Friday, December 7, 2012

Work Out Your Salvation With Fear and Trembling

The half-verse "work out your salvation with fear and trembling" is used by some to teach that our good works contribute in some way to our salvation and used by others to teach that sanctification is a synergistic process. But when examined in context neither is true. The Bible is not a collection of random statements like the Qur'an. The half-verse is taken from Philippians 2:12. God did not write verse numbers. Philippians was originally intended to be read as a single sermon. The meaning must be derived from the context or a meaningless phrase that you can use to tell people they must do almost anything. Do your good works outnumber your bad works? If you're really "saved" why aren't you out there winning people for Jesus?

The letter/sermon begins by addressing the "saints in Christ Jesus who are at Philip pi." Paul says that God is the one who started the work in Philippi and that God will bring this work to completion when Christ returns (1:6, this verse also gets taken out of context for various purposes). Paul prays for that the church would grow in love with knowledge and discernment and filled with the fruit of righteousness. In his letter/sermon to the Galatians Paul distinguishes between the fruit of the Spirit and the works of the flesh. Fruit naturally springs up out of the Christian because of the work of the Holy Spirit while our old Adam continues to produce the sinful works of the flesh. There are similarities here as well to Jesus' parable of the sheep and the goats. The goats bring their good works before God but are cast away. The sheep didn't even realize that they were doing good works.

Paul then goes on to talk about his imprisonment and the preachers who have appeared at the church of Philippi in his absence (1:14 ff.).. These people are trying to gain financially in Paul's absence. In a very pastoral way Paul directs the Philippians away from trying to determine motivations and instead directs them to examine the message that is preached. If they preach Christ all is well and good but as we find later there are some Judaizers among them trying to preach a works based salvation. These Judaizers seem to be saying that Paul's suffering is the result of his false teaching but Paul says that the Christian life is a life of suffering. He calls the Philippians to remain united and not be divided by the Judaizers. By remaining united in the Gospel they will be sign of the destruction of the Judaizers and a clear sign of their own salvation which is from God and not the result of gaining notoriety among men (1:28-29).

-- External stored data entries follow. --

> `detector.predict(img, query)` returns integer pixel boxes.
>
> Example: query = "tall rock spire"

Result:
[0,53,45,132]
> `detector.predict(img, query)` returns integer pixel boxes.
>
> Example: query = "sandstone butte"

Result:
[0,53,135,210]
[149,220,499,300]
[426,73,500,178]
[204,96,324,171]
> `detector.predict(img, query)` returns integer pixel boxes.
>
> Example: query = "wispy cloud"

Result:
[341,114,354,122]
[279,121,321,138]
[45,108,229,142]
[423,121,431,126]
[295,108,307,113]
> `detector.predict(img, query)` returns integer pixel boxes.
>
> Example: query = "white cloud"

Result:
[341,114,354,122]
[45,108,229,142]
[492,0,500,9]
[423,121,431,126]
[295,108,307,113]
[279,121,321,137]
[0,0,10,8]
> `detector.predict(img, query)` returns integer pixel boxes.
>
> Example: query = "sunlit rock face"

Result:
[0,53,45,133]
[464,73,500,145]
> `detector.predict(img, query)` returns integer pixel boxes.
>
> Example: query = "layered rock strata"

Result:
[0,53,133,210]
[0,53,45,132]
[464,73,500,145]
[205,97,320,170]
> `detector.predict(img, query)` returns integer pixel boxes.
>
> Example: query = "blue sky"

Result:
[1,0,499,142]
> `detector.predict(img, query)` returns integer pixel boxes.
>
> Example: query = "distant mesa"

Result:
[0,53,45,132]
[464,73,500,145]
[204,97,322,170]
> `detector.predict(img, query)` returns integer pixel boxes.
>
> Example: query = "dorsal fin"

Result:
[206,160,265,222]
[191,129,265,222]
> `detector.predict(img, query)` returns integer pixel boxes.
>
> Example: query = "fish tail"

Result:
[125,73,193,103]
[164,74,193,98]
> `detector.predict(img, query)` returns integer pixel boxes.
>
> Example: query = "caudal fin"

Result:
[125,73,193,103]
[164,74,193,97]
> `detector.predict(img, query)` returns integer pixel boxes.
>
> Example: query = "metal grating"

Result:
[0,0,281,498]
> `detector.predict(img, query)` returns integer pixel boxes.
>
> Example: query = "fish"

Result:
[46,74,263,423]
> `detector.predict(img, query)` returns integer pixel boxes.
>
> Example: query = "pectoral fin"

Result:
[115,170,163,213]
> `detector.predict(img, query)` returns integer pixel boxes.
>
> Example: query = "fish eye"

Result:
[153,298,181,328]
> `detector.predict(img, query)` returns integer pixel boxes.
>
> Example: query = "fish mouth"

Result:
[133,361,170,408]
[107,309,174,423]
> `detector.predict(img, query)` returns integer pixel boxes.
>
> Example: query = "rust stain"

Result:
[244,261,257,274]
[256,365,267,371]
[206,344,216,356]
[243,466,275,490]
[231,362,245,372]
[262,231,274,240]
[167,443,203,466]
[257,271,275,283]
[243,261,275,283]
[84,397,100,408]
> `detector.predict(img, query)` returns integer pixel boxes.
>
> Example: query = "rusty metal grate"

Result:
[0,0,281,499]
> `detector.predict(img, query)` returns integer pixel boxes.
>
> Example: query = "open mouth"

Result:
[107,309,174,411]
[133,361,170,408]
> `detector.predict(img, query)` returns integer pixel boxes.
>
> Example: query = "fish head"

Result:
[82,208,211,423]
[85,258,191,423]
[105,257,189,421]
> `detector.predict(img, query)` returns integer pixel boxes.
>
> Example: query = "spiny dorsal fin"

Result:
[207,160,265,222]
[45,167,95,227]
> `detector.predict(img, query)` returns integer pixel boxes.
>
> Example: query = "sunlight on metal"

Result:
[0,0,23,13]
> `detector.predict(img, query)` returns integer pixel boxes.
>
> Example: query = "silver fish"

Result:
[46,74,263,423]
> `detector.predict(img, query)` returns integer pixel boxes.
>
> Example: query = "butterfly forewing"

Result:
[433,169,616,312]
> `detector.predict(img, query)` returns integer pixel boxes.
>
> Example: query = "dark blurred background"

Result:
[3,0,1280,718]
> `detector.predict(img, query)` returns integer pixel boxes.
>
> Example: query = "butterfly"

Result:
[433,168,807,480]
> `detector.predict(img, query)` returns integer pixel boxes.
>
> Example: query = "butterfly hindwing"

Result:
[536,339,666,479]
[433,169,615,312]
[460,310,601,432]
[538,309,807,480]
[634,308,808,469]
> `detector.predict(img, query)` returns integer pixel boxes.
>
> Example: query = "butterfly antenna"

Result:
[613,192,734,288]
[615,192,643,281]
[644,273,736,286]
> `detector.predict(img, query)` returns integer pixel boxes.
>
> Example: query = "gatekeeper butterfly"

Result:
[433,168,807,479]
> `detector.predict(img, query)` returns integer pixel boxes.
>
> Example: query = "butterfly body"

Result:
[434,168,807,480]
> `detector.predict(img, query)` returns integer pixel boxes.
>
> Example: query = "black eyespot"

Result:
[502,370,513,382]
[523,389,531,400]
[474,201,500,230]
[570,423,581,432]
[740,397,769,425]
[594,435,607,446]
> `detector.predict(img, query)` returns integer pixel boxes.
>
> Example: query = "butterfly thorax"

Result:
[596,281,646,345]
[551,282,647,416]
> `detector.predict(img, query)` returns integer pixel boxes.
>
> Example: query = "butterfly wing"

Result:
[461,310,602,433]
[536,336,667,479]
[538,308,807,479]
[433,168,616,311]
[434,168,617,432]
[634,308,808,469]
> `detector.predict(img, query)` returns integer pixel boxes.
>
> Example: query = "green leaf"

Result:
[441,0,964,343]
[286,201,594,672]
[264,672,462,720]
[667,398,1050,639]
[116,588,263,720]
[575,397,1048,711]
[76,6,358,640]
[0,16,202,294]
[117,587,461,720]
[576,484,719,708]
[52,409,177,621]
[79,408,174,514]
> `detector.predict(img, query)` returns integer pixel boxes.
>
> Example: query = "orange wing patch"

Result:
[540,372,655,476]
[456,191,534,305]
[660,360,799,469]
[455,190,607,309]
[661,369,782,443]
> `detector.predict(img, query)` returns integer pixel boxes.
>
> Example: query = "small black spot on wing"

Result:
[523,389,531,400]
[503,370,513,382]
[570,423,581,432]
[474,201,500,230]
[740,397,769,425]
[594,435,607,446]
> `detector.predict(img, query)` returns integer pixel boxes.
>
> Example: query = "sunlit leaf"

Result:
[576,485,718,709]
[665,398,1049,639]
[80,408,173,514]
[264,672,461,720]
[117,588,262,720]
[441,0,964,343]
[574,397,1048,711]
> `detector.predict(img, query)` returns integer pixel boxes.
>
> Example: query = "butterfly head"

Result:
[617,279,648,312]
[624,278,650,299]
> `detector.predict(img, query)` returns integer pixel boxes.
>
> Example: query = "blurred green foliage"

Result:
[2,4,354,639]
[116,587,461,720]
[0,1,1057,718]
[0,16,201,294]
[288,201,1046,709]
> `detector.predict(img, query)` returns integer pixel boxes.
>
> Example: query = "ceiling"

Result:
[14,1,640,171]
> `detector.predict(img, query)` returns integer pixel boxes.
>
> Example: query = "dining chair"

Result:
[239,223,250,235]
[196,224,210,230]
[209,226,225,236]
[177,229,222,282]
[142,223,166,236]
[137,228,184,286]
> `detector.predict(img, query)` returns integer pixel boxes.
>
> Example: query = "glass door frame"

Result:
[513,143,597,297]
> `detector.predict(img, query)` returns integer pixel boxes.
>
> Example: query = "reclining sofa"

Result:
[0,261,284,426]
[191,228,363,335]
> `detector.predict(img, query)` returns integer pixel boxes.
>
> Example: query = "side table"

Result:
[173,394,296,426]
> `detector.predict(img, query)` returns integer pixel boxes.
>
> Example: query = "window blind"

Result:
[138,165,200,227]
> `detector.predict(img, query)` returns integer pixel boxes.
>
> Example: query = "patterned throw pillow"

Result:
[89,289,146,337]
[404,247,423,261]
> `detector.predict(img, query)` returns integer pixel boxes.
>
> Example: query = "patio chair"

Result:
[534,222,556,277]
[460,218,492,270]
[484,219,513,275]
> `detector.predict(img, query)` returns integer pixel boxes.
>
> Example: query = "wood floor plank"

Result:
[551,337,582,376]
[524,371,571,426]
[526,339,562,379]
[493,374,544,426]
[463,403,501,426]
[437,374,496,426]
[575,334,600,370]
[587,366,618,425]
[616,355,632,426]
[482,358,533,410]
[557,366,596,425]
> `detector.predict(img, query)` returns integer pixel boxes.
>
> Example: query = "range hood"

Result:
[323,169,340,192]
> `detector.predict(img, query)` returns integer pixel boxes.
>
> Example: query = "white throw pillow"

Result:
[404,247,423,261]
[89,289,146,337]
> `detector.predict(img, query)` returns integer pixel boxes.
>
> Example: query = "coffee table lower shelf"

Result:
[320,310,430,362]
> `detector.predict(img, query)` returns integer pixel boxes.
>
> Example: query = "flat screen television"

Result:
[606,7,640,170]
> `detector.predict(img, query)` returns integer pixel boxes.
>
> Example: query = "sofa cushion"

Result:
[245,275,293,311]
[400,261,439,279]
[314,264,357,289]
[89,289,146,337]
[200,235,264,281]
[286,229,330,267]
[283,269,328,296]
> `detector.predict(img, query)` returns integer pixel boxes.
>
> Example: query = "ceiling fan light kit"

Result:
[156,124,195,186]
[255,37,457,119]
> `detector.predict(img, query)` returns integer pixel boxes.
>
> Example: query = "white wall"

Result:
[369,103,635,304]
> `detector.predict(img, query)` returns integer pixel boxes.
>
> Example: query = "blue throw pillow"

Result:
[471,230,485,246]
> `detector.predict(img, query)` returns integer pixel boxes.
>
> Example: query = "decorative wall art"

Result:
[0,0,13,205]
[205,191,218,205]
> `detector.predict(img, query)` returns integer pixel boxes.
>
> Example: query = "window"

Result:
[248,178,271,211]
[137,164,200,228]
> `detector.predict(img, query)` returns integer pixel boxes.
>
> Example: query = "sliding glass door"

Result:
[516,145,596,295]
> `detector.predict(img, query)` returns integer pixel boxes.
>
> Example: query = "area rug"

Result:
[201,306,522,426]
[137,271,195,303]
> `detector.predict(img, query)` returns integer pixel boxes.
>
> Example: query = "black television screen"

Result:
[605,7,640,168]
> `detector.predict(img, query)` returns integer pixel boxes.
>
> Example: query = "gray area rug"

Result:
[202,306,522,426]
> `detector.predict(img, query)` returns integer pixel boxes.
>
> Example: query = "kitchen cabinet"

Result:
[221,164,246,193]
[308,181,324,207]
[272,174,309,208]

In chapter 2 Paul argues that if the Philippians have faith in Christ and communally participate in the Holy Spirit (most likely a reference to the Eucharist), they should be united in doctrine and love and be serving one another in humility. Let the same mind be in them that was also in Christ. They are to share the same way of thinking that Christ had when He emptied Himself and took the form of a servant even though He is God. Christ did not come to be served but to serve. He humiliated Himself by being crucified by a world that hated Him. He has been exalted but his exaltation will not be realized on earth until the second coming. The Christian has also been called to suffer and in act in humility toward his enemies. The Christian is exalted but that exaltation will not be realized until the second coming. After saying all this, Paul says:

Therefore, my beloved, as you have always obeyed, so now, not only as in my presence but much more in my absence, work out your own salvation with fear and trembling, for it is God who works in you, both to will and to work for his good pleasure.(Philippians 2:12-13 ESV)
Paul is not calling for inward navel gazing to determine if good works outnumber bad works so that we can determine if we are really Christians. The "therefore" signals that what follows is a conclusion drawn from the previous section. He says "my beloved." It is a call to the church as a whole. It is not individualistic. It is call to remain obedient to the Gospel and not to listen to the Judaizers. They are to work out their salvation in fear and trembling because it is God who works in them both to will and to work for His good pleasure. They shouldn't loose fear of God and start thinking that they're good works are something to boast about that make them better than others and earn them salvation. Their truly good works are not their own but are worked in them by God. Even their good desires are the work of God. If they start looking towards their good works they have reason to fear and tremble. If they present their good works before God when Christ returns they will be damned. Salvation is found in Christ alone.


Josh Hanson said...

I'm posting this merely as a question and not because I have any knowledgeable insight into this in any way, but would it be possible to read this verse as saying that attempts to work out our own salvation, i.e., to earn our salvation by our good works, should inspire fear and trembling specifically because it means that we're not trusting in God's work on our behalf? In other words, rather than a command to work out our salvation (and to have fear of God while doing it), it's a warning that we should fear and tremble if we presume to "work out our own salvation"? Or would that not really fit with the meaning of the Greek here?

Chuck Wiese said...

I think that idea is there implicitly at least but that's not what the text says explicitly. There is a proper fear of God that we have because of our sins that is absent if we think we are actually keeping the Law.